Guilty Until Proven Innocent-Cary Grant And Jean Arthur’s The Talk Of The Town
From The Pen Of Sam Lowell
Talk Of The Town, starring Cary Grant, Jean Arthur, Ronald Coleman, 1942
There are a million ways that Hollywood has played the story of those falsely accused of heinous crimes (heinous a word in bad odor these days according to some of my younger associates but nevertheless useful here) from the serious social dramas Warner Brothers put out usually with guys like Paul Henried or Paul Lucak playing the sober somber lead to the film under review, Cary Grant and Jean Arthur’s The Talk Of The Town where it is played with a bit of off-hand humor.
Now if you thought that the title meant we were, following The New Yorker section of the same name, talking about New York City and its doing you would be wrong. We are dealing here strictly with a Podunk town of unknown original where the mills are run, as in usually the case in one mill town, by one guy or family and they have an overweening influence (overweening another word in bad odor but give me a better one and I will substitute gladly) on the life of such towns. In other words they run things from top to bottom where it counts from the mayor, police chief, and justice system all the way down to the average citizen who just happens to be depend on that mill paycheck to keep body and soul together, usually with a family attached.
That premise is what guides this off-beat look at the rule of law in American life in a more innocent, trusting age. See Leopold (played by Cary Grant a very non-Leopold looking guy) a mill worker and political agitator of unknown ideological and organizational views although presumed to be left-wing given the forces at play got set up, got set up big time to take the big step off for committing arson at Mister Mill-owner’s mills (fill in the blank in our town it was the MacAdams Mills before they closed and headed south and thereafter to foreign lands) and incidentally killing a mill foreman. Thus Leopold was headed for a felony murder count and hang him high. But Leopold was innocent, innocent as a babe, well, maybe not quite that innocent but of the murder rap for sure. Rather than see himself swing from some dawn gallows he did what every innocent man would do-he escaped from the pokey, set out to prove one way or the other that he had been framed, framed with a ribbon on it.
Here is where things get dicey, and sets what is essentially another 1940s wartime romantic comedy to keep the wives and girlfriends who populated the theaters then waiting for the other shoe to drop in the muds of Europe or the corals of the Pacific from fretting to death apart from a more sober look at the justice system in small town America in those days. What ensues is a comedy of error involving Nora (played by Jean Arthur), whom Leopold has had a crush on since high school, and a law professor, let’s call him Mike although his persona is not very Mike-like but rather Sir Michael-like, (played by Ronald Coleman) when Leopold, on the lam, winds up at a house that Nora is setting up to rent to Mike. Naturally a law professor can’t ignore having an escaped accused felon around and so through dodges and whatnots Leopold finally see the professor’s rational, legal light. Sees that he has to turn himself in to get a crack at some justice.

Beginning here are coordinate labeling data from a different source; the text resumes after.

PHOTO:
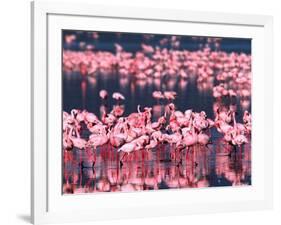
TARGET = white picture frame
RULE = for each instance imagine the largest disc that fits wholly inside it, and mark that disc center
(48, 205)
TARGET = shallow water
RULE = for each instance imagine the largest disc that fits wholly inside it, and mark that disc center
(160, 168)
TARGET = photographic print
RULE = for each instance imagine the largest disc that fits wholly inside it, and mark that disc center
(154, 111)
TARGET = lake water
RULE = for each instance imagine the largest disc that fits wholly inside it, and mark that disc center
(157, 169)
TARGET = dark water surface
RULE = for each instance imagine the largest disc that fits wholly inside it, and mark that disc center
(157, 169)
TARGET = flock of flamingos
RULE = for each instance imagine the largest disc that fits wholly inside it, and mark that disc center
(228, 75)
(182, 130)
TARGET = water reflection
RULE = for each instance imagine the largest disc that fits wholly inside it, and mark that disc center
(152, 170)
(206, 77)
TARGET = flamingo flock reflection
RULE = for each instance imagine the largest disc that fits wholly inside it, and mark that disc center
(161, 144)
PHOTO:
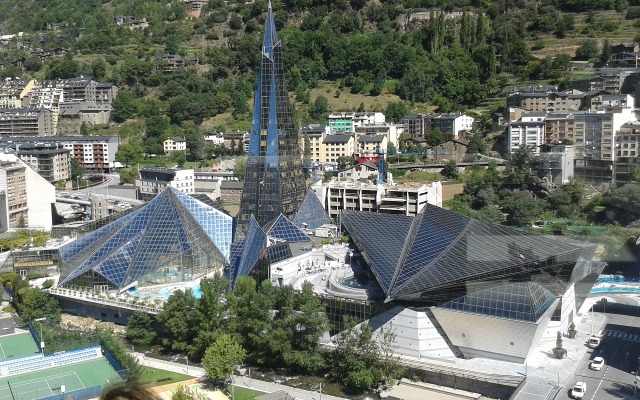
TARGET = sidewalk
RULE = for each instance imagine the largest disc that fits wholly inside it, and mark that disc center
(239, 381)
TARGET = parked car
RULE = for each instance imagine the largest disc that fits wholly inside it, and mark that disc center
(578, 390)
(597, 364)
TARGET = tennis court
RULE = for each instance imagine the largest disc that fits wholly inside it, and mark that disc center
(17, 345)
(48, 382)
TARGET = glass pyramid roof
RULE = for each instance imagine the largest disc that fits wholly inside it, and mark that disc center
(283, 229)
(255, 243)
(172, 229)
(439, 251)
(523, 301)
(311, 213)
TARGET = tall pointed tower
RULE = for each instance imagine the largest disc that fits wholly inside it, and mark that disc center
(274, 181)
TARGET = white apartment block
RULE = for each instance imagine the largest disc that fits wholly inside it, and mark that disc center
(13, 91)
(174, 144)
(153, 180)
(349, 121)
(96, 153)
(336, 146)
(528, 130)
(26, 122)
(627, 150)
(392, 199)
(26, 198)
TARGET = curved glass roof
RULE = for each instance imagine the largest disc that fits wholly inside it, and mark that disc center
(172, 229)
(523, 301)
(439, 251)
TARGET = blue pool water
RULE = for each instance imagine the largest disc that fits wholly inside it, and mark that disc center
(352, 282)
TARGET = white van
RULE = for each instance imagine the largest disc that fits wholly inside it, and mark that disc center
(593, 342)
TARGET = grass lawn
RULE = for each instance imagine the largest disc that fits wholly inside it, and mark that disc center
(151, 376)
(242, 393)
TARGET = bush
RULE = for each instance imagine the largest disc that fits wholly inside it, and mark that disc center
(633, 13)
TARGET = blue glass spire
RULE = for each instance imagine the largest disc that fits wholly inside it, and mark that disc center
(274, 181)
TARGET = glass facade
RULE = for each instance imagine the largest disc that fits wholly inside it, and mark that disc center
(172, 238)
(284, 229)
(311, 213)
(523, 301)
(439, 256)
(274, 180)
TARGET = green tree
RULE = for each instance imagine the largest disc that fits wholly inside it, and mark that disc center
(521, 208)
(34, 303)
(605, 52)
(355, 360)
(476, 144)
(319, 109)
(140, 330)
(130, 153)
(240, 168)
(434, 137)
(344, 162)
(306, 153)
(124, 106)
(634, 173)
(98, 68)
(220, 359)
(587, 50)
(450, 170)
(176, 318)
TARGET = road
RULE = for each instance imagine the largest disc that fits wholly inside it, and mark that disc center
(620, 349)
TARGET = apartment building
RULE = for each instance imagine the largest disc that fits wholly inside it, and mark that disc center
(174, 143)
(390, 131)
(528, 130)
(348, 121)
(627, 150)
(451, 125)
(194, 7)
(95, 153)
(13, 91)
(391, 199)
(371, 145)
(26, 199)
(153, 181)
(417, 125)
(316, 134)
(555, 162)
(50, 160)
(24, 122)
(336, 146)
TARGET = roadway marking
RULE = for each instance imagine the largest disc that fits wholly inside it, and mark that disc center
(600, 384)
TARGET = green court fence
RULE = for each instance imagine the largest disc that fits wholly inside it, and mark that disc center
(80, 394)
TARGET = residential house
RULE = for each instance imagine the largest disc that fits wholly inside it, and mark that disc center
(556, 163)
(13, 91)
(153, 181)
(174, 143)
(348, 121)
(316, 134)
(94, 153)
(336, 146)
(627, 150)
(26, 122)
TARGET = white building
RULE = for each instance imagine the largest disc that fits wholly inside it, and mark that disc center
(174, 143)
(26, 198)
(528, 130)
(153, 180)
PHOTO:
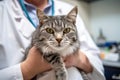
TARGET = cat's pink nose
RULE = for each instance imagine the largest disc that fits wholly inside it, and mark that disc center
(58, 40)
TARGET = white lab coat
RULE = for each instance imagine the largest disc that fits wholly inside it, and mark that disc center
(15, 35)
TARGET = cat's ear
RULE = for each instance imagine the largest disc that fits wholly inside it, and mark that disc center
(71, 16)
(42, 17)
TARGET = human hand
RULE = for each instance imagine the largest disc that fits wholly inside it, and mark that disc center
(78, 60)
(34, 64)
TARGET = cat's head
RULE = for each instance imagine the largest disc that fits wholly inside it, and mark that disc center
(58, 32)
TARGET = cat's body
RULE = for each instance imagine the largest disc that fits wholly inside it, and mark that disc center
(56, 37)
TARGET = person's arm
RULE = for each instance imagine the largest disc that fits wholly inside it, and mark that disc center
(88, 60)
(11, 73)
(26, 70)
(34, 64)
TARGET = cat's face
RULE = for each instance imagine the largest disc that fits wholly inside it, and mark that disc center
(58, 32)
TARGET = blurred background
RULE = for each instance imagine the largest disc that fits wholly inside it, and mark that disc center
(102, 20)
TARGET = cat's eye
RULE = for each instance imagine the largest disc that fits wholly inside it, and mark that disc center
(66, 30)
(49, 30)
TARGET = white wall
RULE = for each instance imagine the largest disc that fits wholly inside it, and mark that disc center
(105, 14)
(83, 9)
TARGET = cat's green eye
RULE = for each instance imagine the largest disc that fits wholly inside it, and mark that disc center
(66, 30)
(49, 30)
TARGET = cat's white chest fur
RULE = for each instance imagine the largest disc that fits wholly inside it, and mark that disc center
(73, 74)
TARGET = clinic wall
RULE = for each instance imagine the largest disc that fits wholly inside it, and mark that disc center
(105, 14)
(84, 10)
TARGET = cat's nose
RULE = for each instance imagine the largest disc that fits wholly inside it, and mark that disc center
(58, 40)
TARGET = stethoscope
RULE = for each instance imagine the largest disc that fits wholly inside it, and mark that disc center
(26, 12)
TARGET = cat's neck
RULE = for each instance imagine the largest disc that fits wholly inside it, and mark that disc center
(41, 4)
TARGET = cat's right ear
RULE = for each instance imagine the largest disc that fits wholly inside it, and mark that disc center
(41, 16)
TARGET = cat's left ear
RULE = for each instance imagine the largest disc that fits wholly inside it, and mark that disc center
(42, 17)
(72, 15)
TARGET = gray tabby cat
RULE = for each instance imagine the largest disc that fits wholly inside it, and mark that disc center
(56, 36)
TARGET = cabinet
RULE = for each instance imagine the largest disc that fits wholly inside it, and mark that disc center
(112, 70)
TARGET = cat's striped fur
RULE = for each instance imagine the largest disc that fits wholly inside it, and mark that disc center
(56, 36)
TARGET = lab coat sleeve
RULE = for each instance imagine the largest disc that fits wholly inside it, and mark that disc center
(11, 73)
(90, 49)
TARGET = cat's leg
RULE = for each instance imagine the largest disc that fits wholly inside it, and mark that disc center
(58, 65)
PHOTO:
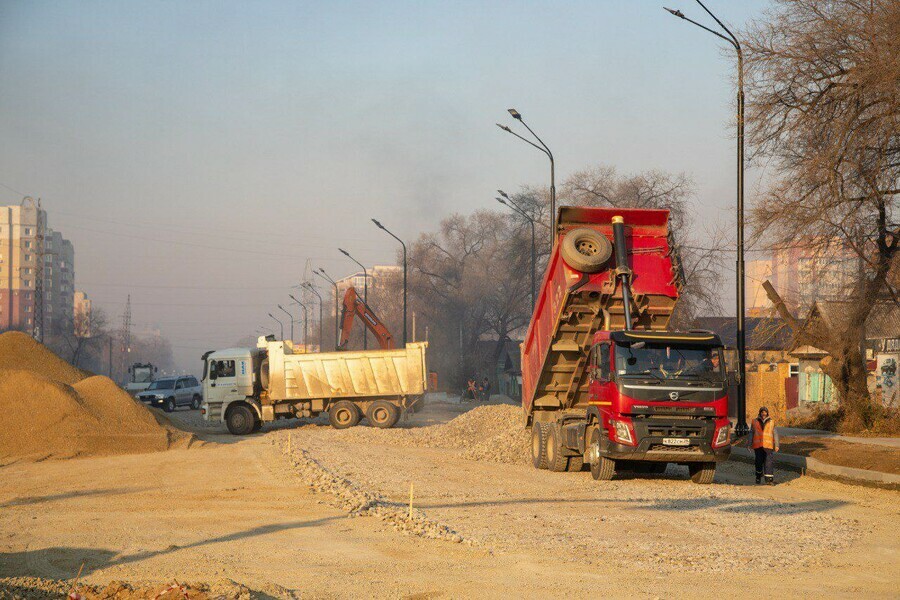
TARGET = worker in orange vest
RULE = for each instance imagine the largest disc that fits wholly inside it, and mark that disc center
(764, 441)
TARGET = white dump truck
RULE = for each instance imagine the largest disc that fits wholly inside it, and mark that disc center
(245, 387)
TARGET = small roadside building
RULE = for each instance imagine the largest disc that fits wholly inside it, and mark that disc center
(882, 343)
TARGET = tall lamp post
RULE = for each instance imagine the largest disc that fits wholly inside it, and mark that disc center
(386, 230)
(280, 324)
(365, 293)
(507, 201)
(543, 148)
(321, 273)
(310, 287)
(305, 321)
(741, 428)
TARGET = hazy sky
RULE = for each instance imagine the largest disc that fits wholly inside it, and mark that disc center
(198, 153)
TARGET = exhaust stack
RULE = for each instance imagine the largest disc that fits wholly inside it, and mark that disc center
(623, 273)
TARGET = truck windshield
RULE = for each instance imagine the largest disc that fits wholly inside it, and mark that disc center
(162, 384)
(670, 361)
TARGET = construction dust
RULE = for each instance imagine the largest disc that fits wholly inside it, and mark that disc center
(52, 410)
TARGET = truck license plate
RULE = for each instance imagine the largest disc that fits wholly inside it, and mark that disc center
(676, 442)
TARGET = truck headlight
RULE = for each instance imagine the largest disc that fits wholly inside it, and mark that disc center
(723, 436)
(623, 433)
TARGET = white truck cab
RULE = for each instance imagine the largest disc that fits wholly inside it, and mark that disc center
(229, 375)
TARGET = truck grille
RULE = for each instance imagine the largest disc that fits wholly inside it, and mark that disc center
(675, 430)
(674, 449)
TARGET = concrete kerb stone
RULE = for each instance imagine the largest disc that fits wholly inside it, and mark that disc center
(811, 465)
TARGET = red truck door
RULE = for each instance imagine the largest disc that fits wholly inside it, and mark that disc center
(602, 389)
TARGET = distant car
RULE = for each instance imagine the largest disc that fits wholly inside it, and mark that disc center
(172, 392)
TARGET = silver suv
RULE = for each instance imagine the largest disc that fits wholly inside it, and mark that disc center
(172, 392)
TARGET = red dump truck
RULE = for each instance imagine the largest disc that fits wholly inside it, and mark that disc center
(604, 382)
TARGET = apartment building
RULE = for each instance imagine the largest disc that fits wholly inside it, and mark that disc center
(20, 254)
(83, 314)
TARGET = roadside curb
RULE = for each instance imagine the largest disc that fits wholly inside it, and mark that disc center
(811, 465)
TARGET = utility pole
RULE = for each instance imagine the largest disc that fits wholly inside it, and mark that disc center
(741, 429)
(126, 331)
(321, 273)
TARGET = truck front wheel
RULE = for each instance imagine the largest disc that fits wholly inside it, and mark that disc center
(702, 473)
(556, 460)
(538, 446)
(602, 468)
(240, 420)
(343, 414)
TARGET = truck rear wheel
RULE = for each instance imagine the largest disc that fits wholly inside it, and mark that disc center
(702, 473)
(240, 420)
(538, 446)
(576, 464)
(585, 250)
(602, 468)
(383, 414)
(343, 414)
(556, 460)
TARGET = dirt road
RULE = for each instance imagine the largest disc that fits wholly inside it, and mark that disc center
(239, 509)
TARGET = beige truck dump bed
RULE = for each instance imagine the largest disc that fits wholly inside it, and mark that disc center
(353, 374)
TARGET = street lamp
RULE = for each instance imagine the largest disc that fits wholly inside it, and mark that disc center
(280, 324)
(543, 148)
(365, 294)
(310, 287)
(290, 319)
(385, 229)
(741, 428)
(321, 273)
(305, 321)
(507, 201)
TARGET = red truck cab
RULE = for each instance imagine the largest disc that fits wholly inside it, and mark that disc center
(659, 397)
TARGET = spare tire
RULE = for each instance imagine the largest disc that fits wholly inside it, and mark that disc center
(264, 373)
(585, 250)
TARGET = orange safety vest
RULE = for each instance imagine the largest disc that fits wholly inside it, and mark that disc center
(764, 435)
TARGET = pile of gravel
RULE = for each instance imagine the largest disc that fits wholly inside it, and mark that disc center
(492, 433)
(36, 588)
(359, 502)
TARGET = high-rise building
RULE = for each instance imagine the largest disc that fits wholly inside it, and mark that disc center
(20, 259)
(83, 314)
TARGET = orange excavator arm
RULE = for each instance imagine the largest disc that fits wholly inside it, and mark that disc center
(353, 306)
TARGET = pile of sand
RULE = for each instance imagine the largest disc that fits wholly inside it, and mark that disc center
(492, 433)
(20, 351)
(52, 410)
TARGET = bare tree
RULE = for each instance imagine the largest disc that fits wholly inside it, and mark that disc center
(823, 81)
(469, 282)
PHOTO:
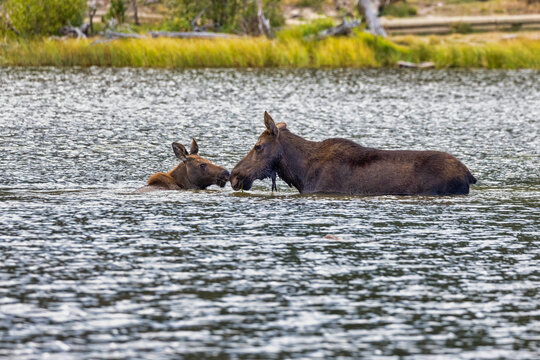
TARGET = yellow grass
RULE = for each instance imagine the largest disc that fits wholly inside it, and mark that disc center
(358, 50)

Of course along the way there is a dramatic built-up of romantic interest in Nora by both Leopold, who wears his intentions on his sleeves, and the more reserved but equally ardent Mike. Of course as well no way was Mike (or the scriptwriters in a romantic comedy) going let Leopold go to the gallows after he decided to follow the professor’s advice and let justice work its blinded eyes so Mike began to investigate things. Found out through his snooping that the allegedly dead foreman was hiding out in Boston and that the mill-owner had been for his own maniacal reasons the cause of the arson. Justice prevailed. As for the real core of the story line though-who got Nora-well naturally it had to be Leopold since in those days Cary Grand played no second-fiddle to any other guy with the ladies. Mike well he got the boobie prize-an Associate Justice-ship on the United States Supreme Court. See what I mean when I say that it was a more innocent age.